Restoration on the Washington Coast will take a big step forward thanks to the capital budget passed by the Washington Legislature Jan. 18.
The budget provided $12.5 million for funding for the Washington Coast Restoration Initiative. Through this initiative, coastal communities have developed important projects that address the region’s highest-priority restoration needs and put people to work restoring our lands and waters.
We are proud to participate in this coalition, which includes tribes, local governments and nonprofits. We are thrilled that restoration work on our land on the Hoh River and on the Clearwater River (a tributary to the Queets) will be funded. We are grateful to Senator Kevin Van de Wege and Representatives Steve Tharinger and Mike Chapman for their work to secure funding for this and other Washington Coast Restoration Initiative projects.
We will use a $1 million grant to protect and restore freshwater salmon spawning and rearing habitat and complex old-growth coastal forests on more than 9,000 acres along the Clearwater and Hoh rivers. This project will have both short- and long-term direct benefits for the local ecosystem, aiding salmon, trout, amphibians and birds.
It will also enable us to provide public access and benefits to local communities for recreational activities such as hunting, fishing and boating as well as woodcutting permits and volunteer opportunities.
This project will support the equivalent of 13 full-time employees for a year with more than $575,000 proposed to go to wages and benefits. We will prioritize using local contractors and developing restoration knowledge and expertise that can be used for additional restoration projects in the area. Work is expected to start this summer.
Here’s what we’ll do on the Hoh and the Clearwater:
- Upgrade roads and culverts to allow for fish passage and removeg or repair culverts that are undersized, no longer needed or damage ecologic conditions and water quality.
- Thin more than 500 acres of young forest stands adjacent to main channels and tributaries of the Hoh and Clearwater, to accelerate the development of late successional forest habitat. This will increase shade along the rivers and streams to keep water cool for salmon, and improve the stream habitat functions necessary for the restoration of wild salmon populations.

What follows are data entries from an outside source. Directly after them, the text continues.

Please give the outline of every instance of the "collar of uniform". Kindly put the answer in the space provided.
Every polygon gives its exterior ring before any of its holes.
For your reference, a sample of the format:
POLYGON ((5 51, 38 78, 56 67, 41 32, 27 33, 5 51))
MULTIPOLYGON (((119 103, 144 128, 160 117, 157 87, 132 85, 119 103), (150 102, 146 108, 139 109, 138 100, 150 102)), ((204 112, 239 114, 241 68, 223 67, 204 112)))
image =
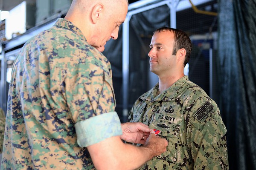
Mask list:
POLYGON ((54 26, 66 28, 86 40, 86 38, 82 32, 70 21, 64 18, 58 18, 54 24, 54 26))
POLYGON ((186 81, 189 80, 188 76, 183 76, 178 80, 172 86, 162 92, 155 98, 155 94, 158 89, 158 83, 153 88, 148 91, 148 93, 143 95, 140 98, 145 101, 147 103, 156 101, 171 101, 175 95, 178 92, 178 89, 186 81))

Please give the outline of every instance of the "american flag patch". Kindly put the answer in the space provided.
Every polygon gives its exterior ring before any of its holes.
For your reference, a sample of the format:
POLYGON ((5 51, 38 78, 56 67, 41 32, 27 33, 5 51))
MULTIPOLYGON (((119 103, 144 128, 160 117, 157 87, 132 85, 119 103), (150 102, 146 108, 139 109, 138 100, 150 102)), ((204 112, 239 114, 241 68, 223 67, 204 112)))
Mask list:
POLYGON ((213 106, 207 101, 197 109, 193 116, 199 121, 204 121, 208 117, 208 113, 213 109, 213 106))

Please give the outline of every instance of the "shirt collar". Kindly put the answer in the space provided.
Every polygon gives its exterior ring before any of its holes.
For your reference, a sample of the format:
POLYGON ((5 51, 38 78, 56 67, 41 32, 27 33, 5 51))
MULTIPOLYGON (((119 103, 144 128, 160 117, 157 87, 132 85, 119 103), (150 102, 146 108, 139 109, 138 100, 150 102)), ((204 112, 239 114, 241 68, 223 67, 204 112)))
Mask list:
POLYGON ((60 26, 68 29, 82 38, 86 40, 86 38, 82 32, 72 22, 64 18, 58 18, 54 24, 55 26, 60 26))

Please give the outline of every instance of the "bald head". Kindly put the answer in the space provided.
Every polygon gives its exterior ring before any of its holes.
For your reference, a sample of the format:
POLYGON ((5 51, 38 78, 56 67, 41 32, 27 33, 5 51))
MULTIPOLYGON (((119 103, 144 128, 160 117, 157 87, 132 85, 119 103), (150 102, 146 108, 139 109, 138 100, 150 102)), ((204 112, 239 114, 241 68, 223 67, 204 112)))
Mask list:
POLYGON ((128 0, 73 0, 65 19, 80 29, 90 44, 103 51, 107 41, 117 38, 128 10, 128 0))

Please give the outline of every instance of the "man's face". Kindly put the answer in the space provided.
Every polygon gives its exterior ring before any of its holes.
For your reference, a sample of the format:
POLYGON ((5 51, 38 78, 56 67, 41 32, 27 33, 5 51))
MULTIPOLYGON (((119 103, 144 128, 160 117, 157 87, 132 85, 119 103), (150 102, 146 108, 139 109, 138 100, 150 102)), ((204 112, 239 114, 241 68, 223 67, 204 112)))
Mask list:
POLYGON ((149 46, 150 71, 157 75, 170 75, 177 66, 177 58, 172 55, 174 35, 169 31, 157 32, 149 46))
POLYGON ((99 25, 101 26, 98 28, 98 34, 94 36, 94 40, 92 40, 94 41, 93 46, 100 52, 104 50, 104 46, 108 41, 111 38, 117 38, 119 27, 125 19, 128 5, 125 1, 121 1, 118 3, 118 6, 111 7, 111 12, 100 20, 99 25))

- Treat 200 acres of invasive species on the Hoh ownerships and develop an invasive species early detection rapid response (EDRR) plan that will incorporate detection protocols, monitoring, and best control and eradication treatment practices for invasive species into the future.
- Install up to 40 large woody debris(LWD) placement jams to improve fish habitat by retaining and improving spawning gravels, providing foraging and cover, and reconnecting the floodplain on 1.4 miles of Clearwater tributaries.